Certes, une bonne partie de la notoriété de Miller vient des adaptations hollywoodiennes de ses bédés, des relectures généralement assez faibles de son univers sauf The Dark Knight de Christopher Nolan (grâce à Heath Ledger) et les deux Sin City, que Miller a coréalisés avec Robert Rodriguez. Il n'empêche, le bon côté de la mode comics fait que la quasi-intégralité de l'œuvre de Miller est désormais traduite en français et facilement trouvable. L'homme a même été invité il y a deux ans à l'épouvantable première comic-con parisienne. Qui l'aurait cru il y a trente-cinq ans, alors qu'il révolutionnait le comics en écrivant et dessinant Daredevil, le super-héros aveugle de la Marvel, dans une indifférence presque générale en France ?

MILLER 21Miller scénariste : Elektra Assassin, 1986 (dessins Bill Sienkiewicz)

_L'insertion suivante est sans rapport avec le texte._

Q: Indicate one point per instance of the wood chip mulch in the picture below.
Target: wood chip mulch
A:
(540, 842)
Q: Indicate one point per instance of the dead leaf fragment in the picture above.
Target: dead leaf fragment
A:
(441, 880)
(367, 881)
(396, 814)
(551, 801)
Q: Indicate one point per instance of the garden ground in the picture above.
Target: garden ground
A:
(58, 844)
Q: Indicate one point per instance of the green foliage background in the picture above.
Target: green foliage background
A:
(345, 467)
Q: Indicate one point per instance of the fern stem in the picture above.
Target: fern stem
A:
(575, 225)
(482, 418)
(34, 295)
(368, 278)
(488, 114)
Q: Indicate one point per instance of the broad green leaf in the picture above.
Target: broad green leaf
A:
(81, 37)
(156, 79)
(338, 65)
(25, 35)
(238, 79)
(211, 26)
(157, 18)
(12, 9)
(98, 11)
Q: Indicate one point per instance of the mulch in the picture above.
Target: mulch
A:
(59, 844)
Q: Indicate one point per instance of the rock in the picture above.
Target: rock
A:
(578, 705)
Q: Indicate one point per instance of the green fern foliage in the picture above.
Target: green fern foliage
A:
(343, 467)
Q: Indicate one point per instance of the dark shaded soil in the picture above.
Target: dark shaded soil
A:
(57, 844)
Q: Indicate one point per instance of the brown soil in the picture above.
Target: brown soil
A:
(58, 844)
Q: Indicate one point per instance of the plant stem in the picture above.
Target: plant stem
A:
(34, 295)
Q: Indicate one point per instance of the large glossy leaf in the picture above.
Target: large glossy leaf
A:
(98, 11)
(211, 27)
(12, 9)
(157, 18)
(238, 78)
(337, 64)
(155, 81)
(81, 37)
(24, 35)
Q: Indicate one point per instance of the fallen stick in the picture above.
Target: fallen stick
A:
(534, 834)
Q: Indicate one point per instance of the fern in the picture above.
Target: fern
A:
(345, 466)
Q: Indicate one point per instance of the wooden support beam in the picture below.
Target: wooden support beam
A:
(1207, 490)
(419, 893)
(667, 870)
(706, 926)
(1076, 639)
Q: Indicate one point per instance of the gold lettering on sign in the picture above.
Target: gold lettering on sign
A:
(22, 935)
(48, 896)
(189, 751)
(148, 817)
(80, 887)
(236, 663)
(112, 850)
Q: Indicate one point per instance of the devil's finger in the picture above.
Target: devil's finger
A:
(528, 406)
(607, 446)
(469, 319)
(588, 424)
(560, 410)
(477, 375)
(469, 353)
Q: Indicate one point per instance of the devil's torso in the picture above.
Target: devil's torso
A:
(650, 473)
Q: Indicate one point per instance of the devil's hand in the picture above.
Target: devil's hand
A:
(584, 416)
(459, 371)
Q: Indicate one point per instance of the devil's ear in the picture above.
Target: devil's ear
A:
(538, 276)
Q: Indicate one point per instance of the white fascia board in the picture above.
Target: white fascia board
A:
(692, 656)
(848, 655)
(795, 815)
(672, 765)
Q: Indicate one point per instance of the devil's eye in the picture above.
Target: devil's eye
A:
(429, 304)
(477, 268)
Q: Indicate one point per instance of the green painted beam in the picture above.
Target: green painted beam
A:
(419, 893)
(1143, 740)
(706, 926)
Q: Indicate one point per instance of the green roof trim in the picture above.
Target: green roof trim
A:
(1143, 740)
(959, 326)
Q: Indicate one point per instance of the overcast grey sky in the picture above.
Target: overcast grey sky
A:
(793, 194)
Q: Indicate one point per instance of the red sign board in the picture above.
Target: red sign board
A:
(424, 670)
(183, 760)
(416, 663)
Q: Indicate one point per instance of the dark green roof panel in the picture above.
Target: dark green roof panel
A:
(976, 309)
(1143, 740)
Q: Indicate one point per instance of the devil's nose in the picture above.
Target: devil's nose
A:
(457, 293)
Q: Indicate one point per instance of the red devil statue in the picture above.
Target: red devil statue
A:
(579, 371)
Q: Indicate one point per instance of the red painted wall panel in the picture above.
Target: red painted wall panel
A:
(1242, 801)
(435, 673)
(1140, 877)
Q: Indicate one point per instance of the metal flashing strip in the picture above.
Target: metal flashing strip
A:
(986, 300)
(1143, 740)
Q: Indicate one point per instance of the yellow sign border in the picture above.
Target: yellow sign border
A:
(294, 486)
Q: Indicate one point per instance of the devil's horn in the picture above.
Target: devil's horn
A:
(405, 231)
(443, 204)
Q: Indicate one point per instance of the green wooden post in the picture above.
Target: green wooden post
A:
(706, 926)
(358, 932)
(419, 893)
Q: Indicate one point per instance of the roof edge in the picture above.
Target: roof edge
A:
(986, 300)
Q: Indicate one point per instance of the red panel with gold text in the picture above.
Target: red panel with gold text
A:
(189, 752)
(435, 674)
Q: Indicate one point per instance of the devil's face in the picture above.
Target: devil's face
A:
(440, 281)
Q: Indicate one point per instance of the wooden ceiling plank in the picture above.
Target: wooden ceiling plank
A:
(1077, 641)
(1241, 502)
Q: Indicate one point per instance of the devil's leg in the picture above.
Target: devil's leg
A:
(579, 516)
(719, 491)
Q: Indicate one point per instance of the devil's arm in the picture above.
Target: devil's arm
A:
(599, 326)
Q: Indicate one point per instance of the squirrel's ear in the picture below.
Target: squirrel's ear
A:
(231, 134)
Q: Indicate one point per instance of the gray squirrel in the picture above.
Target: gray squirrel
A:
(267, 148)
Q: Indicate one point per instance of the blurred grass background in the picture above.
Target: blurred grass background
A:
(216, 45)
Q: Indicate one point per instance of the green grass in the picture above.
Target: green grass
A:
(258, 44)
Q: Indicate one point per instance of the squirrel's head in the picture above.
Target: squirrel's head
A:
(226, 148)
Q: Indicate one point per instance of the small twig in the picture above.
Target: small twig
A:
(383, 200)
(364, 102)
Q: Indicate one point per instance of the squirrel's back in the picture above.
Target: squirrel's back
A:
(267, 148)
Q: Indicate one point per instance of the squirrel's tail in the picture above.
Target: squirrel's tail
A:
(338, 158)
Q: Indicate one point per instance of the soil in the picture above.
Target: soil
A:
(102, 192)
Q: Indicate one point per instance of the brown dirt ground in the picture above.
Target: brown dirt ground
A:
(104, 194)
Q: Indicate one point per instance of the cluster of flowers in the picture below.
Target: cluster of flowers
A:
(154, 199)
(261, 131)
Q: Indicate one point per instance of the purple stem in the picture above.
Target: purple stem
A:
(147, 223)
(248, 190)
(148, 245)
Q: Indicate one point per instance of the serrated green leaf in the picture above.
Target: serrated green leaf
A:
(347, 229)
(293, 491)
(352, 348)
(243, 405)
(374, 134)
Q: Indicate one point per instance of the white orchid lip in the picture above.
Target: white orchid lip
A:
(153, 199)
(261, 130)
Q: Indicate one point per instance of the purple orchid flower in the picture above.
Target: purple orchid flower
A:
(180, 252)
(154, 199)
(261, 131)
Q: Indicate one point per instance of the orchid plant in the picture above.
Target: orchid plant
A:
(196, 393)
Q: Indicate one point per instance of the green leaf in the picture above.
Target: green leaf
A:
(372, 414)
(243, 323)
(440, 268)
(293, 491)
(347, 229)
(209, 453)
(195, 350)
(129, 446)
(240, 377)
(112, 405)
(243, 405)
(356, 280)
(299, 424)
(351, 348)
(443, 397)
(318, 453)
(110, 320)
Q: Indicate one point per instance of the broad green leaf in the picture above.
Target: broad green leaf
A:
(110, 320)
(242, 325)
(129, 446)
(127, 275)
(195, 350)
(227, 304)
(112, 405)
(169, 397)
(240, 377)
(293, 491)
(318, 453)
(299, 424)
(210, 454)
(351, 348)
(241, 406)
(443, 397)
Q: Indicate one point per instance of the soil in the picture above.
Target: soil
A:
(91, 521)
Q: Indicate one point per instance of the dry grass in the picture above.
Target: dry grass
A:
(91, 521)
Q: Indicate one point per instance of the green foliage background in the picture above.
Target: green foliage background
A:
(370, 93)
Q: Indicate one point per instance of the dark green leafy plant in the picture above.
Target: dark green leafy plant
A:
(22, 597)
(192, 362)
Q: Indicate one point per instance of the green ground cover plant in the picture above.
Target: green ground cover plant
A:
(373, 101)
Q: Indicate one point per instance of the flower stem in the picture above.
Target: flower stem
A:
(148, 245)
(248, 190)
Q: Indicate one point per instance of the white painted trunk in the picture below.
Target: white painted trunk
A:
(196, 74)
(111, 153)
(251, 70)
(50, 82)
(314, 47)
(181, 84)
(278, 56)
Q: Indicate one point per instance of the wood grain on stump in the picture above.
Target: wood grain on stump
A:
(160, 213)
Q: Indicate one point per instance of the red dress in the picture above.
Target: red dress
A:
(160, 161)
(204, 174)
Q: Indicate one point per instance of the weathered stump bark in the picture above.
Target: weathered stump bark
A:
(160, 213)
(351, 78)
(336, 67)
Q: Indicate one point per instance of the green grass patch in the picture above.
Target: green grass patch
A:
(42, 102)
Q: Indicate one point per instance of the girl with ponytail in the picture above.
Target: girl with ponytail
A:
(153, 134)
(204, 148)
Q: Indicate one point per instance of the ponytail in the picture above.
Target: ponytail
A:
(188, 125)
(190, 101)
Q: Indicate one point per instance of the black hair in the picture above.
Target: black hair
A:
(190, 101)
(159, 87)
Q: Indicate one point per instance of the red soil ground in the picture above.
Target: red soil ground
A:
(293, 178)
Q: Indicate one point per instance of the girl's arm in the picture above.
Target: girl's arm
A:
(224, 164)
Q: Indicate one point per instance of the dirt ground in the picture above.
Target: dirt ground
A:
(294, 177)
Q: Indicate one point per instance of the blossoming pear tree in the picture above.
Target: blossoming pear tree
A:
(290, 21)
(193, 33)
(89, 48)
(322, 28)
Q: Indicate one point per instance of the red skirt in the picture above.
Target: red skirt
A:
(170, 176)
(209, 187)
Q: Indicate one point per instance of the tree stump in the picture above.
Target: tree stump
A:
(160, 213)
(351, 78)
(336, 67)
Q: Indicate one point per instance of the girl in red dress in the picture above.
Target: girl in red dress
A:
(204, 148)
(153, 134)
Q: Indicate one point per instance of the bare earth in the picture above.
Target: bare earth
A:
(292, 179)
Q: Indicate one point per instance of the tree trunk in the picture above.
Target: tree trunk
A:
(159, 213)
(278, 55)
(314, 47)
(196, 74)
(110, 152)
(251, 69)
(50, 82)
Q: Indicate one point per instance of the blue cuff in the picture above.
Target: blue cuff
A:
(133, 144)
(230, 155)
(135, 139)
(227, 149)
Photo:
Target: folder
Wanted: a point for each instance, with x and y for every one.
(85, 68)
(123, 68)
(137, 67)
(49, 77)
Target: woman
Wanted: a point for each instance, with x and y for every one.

Miller est parachuté sur Daredevil en 1979 (n° 158). Il n'a que vingt-deux ans et succède au quinquagénaire Gene Colan, un grand nom du comics classique (Tomb of Dracula). À l'époque, Miller est «seulement» chargé des crayonnés. Les scénarios sont écrits par Roger McKenzie, l'encrage des planches étant assuré par Klaus Janson, qui deviendra l'un de ses collaborateurs fétiches avec la coloriste Lynn Varley. Après quinze ans de bons et loyaux services, Daredevil s'est enfermé dans une routine mortifère. Le titre est en passe d'être annulé à cause de ses ventes misérables quand l'éditeur/scénariste Dennis O'Neil entre en scène. O'Neil a ressuscité Batman quelques années plus tôt avec le dessinateur Neil Adams. Analysant la situation dans laquelle se trouve Daredevil, il comprend que les vieilles recettes des sixties ne suffisent plus au public des années post-Vietnam, celles qui voient aussi la naissance du punk, du disco et du hip-hop. O'Neil a eu l'occasion de travailler sur Spider-Man à deux reprises avec Miller et a été impressionné par le potentiel du jeunot. L'éditeur décide de donner une dernière chance à Daredevil. McKenzie est écarté et Miller récupère le scénar' en plus du dessin (n°168, janvier 1981). Dès «son» premier numéro, Miller frappe fort avec un nouveau personnage appelé à devenir culte : la ninja Elektra. L'arrivée de cette héroïne charismatique et, comme son nom l'indique, littéralement tragique, annonce la résurrection de Daredevil et pose les fondations de l'univers que Frank Miller va développer pendant toute sa carrière.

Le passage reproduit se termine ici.